Observas la colección de fotos del muchacho, junto a Aznar, Aguirre o el presidente Rajoy, con su traje casi de marinero y un peinado bien propio de las juventudes populares o, ni más ni menos, en la coronación del rey Felipe VI, detrás de una radiante Caritina Goyanes, y saltan todas las alarmas. Qué buen país para farsantes es el nuestro, donde a menudo se confunde la megalomanía con el don de gentes, pero, sobre todo, que fácil resulta en él franquear todos los cordones de seguridad con la boca llena de ilustres apellidos.
A pesar su origen de clase media y su pinta de niño pijo, puede que Francisco Nicolás Gómez soñara con aquel Alexandre Stavisky -quien también tenía un amable sobrenombre: el bello Sacha-, el seductor que desvalijó la Francia art déco y fue magistralmente inmortalizado por Alain Resnais y Jorge Semprún, al guión. Perforaron el patrón de los estafadores simpáticos que beben champán de maravilla, tienen gran soltura levantando teléfonos y eligen delicadamente las palabras que su interlocutor quiere escuchar. Stavisky estaba muy bien relacionado con la clase política, hasta que puso en jaque la temblorosa Tercera República Francesa demostrando que, cuando el contexto es convulso, el fraude va en la bandeja. Crisis con regímenes inestables y cuestionados, la corrupción rugiendo igual que la marabunta, ese ha sido el mejor escenario posible para el joven Gómez.

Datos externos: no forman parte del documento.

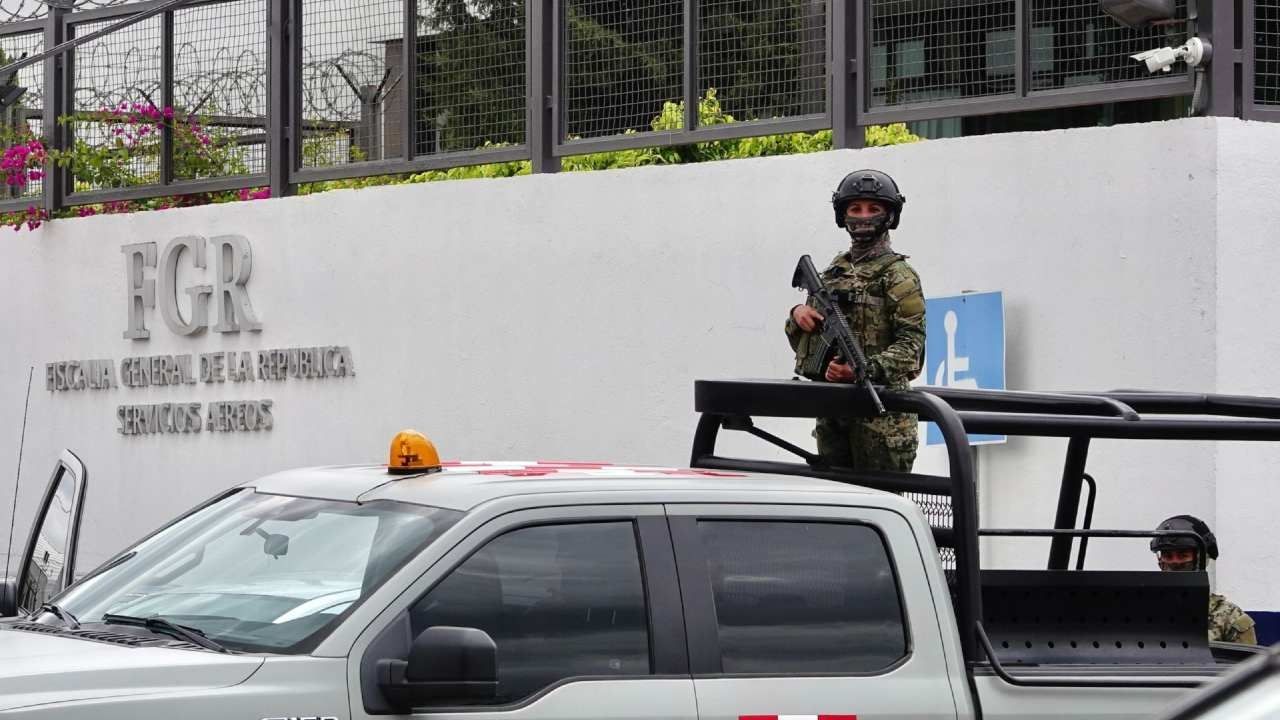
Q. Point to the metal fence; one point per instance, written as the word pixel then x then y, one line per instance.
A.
pixel 279 92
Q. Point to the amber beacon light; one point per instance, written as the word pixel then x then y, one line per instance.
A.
pixel 411 452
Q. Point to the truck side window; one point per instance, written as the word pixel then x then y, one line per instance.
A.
pixel 560 601
pixel 803 597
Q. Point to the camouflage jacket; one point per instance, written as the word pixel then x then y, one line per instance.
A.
pixel 1228 623
pixel 885 305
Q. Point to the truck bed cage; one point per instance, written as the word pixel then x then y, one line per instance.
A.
pixel 1080 417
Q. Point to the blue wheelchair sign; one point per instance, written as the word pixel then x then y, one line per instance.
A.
pixel 965 347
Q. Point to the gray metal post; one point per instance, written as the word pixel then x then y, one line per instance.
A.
pixel 408 82
pixel 842 69
pixel 1217 21
pixel 1022 50
pixel 543 23
pixel 167 98
pixel 58 89
pixel 846 67
pixel 280 109
pixel 691 90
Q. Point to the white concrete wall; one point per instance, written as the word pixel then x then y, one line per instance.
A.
pixel 1247 491
pixel 565 317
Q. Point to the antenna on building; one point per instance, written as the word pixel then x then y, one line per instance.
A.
pixel 22 440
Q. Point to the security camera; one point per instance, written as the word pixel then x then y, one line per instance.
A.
pixel 1194 53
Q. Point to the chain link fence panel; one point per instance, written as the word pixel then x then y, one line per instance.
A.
pixel 1266 51
pixel 115 77
pixel 21 117
pixel 352 81
pixel 220 90
pixel 624 64
pixel 1073 44
pixel 940 50
pixel 763 59
pixel 471 87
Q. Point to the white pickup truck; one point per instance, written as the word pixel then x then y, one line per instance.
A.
pixel 554 591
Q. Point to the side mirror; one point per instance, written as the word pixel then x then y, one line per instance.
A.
pixel 49 561
pixel 8 597
pixel 446 666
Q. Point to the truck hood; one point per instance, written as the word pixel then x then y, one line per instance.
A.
pixel 40 668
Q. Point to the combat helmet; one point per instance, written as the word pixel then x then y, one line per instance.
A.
pixel 1176 542
pixel 868 185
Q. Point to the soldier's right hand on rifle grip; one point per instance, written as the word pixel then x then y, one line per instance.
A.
pixel 840 372
pixel 807 318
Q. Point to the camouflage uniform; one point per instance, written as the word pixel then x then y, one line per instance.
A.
pixel 885 305
pixel 1228 623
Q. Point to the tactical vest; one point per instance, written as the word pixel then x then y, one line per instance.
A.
pixel 862 291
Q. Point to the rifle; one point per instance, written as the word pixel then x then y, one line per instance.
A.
pixel 836 338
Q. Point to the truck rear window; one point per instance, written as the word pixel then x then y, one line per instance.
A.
pixel 799 597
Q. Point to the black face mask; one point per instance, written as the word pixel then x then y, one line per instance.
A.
pixel 1176 566
pixel 865 231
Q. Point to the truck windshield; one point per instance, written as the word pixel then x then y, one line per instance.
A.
pixel 260 573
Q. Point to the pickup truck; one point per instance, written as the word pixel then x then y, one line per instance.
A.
pixel 732 589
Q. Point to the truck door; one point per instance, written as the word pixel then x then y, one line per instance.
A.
pixel 48 564
pixel 808 611
pixel 580 610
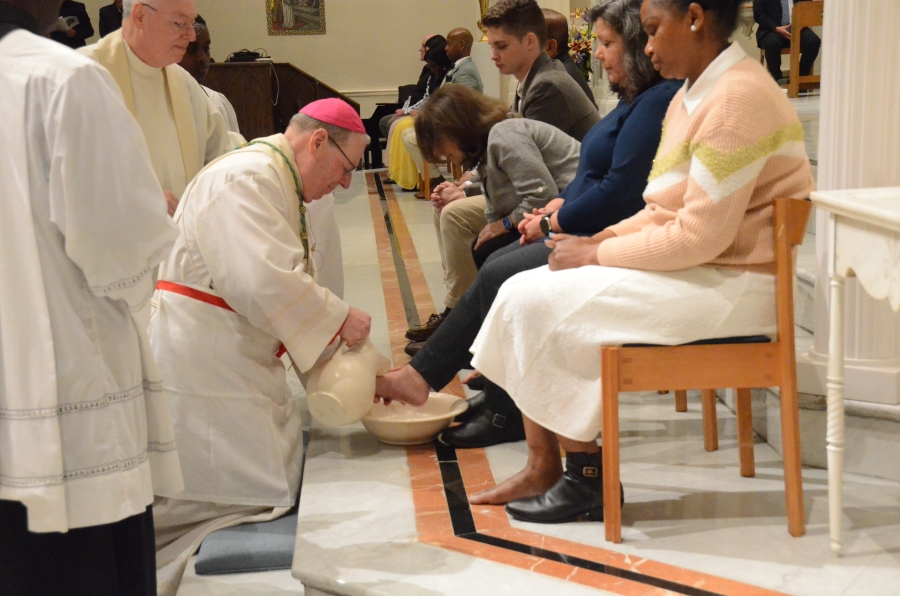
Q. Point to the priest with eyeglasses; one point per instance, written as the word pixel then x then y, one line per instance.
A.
pixel 241 287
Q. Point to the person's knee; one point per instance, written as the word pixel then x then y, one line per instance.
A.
pixel 810 41
pixel 492 274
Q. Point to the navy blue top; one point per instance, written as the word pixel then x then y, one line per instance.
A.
pixel 616 157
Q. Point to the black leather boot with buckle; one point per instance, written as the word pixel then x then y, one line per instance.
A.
pixel 577 495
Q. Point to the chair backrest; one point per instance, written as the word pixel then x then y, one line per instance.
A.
pixel 807 14
pixel 789 219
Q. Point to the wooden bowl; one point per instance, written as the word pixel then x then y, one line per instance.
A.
pixel 400 424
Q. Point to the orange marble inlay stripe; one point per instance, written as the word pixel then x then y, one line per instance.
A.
pixel 433 521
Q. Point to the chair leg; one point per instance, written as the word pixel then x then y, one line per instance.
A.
pixel 744 410
pixel 710 422
pixel 609 394
pixel 681 401
pixel 790 441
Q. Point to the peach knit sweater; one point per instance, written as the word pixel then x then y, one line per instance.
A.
pixel 731 144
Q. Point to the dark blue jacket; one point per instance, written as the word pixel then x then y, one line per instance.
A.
pixel 616 158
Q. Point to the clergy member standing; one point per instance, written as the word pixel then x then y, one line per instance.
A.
pixel 239 287
pixel 183 129
pixel 86 435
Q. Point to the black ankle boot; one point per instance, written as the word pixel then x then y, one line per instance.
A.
pixel 578 494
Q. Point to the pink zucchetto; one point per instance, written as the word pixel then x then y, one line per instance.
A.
pixel 335 112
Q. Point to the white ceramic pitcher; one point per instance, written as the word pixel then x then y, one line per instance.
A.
pixel 340 390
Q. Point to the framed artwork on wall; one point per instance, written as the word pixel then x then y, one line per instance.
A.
pixel 295 17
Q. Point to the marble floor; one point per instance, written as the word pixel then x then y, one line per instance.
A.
pixel 388 520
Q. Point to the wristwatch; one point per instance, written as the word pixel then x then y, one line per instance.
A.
pixel 546 226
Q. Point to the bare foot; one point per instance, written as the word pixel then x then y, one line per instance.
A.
pixel 529 482
pixel 472 376
pixel 403 384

Algunos han sugerido ya que el farsante y presunto estafador imparta cursos para enseñar a venderse a los parados, asumiendo que para escalar la pirámide social no cuentan hoy ni la capacidad, ni la honestidad, sino el humo que acompaña a los trucos que uno saca de la chistera: ya se sabe, una agenda repleta de contactos y un álbum digital de fotos con mayúsculos tenores.
La picaresca ha anidado en nuestra cultura, pero del rufián de Tormes hemos derivado en un embaucador untado de promesas incumplidas. El negocio de las relaciones públicas, con sus amables maneras y sus cada vez más espinosos peajes, estalló en los años ochenta. Fue cuando todo el mundo quiso sentirse vip, aunque fuera por un día; y se convino pagar para aupar un nombre, o defenestrarlo. Los hay que son excelentes profesionales, otros, en cambio, cuando se encienden las luces escapan como ratas.